02 mai 2015

Je viens - Emmanuelle Bayamack-Tam

Seconde lecture sur le thème de la famille pour le rendez-vous de mars du Club de lecture proposé par Lise & moi. Après avoir traîner dans ma lecture de Notre famille qui m'a quelque peu déçue, je craignais que ce nouveau roman ne soit pas non plus à la hauteur de mes espérances, grandes si je me fie à la quatrième de couverture.
Le racisme, la vieillesse, la famille... sont des thèmes annoncés de ce roman. La langue doit être belle et forte, prendre la forme d'une farce. La quatrième de couverture laisse entrevoir une énergie et une vivacité, un humour que j'avais hâte de découvrir.
Dès les premiers mots, la première page, je sens que je vais être enthousiasmée par ce texte !

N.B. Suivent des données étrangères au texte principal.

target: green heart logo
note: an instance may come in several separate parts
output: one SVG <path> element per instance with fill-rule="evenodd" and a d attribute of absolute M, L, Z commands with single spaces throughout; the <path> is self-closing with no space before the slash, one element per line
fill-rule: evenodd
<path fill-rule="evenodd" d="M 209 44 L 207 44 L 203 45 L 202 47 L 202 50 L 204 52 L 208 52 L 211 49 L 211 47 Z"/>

Présentation de l'éditeur :

Je viens vérifie la grande leçon baudelairienne, à savoir que le monde ne marche que sur le malentendu.
Je viens mouline les sujets qui fâchent, le racisme qui a la vie dure, la vieillesse qui est un naufrage, la famille qui est tout sauf un havre de paix.
Je viens illustre les lois ineptes de l'existence et leurs multiples variantes : l'amour n'est pas aimé, le bon sens est la chose du monde la moins partagée, les adultes sont des enfants, les riches se reproduisent entre eux et prospèrent sur le dos des pauvres, etc.
Mais pour accablante qu'elle soit, la réalité devrait pouvoir s'écrire sans acrimonie, dans une langue qui serait celle de la farce ou du vaudeville :
Je viens, c'est aussi la proclamation par Charonne de sa volonté de redresser les torts, de parler contre les lois ineptes et de faire passer sur le monde comme un souffle de bienveillance qui en dissiperait la léthargie et les aigreurs.

Ma lecture :

"L'un des grands avantages de la négligence parentale, c'est qu'elle habitue les enfants à se tenir pour négligeables. Une fois adultes, ils auront pris le pli et seront d'un commerce aisé, faciles à satisfaire, contents d'un rien. A l'inverse, ceux qu'on aura élevés dans le sentiment trompeur qu'ils sont quelque chose multiplieront à l'infini les exigences affectives, s'offusqueront au moindre manquement et n'auront de cesse qu'ils ne vous pourrissent l'existence. Faites le test." (Je viens - Emmanuelle Bayamack-Tam - POL éditeur - janvier 2015 - page 11)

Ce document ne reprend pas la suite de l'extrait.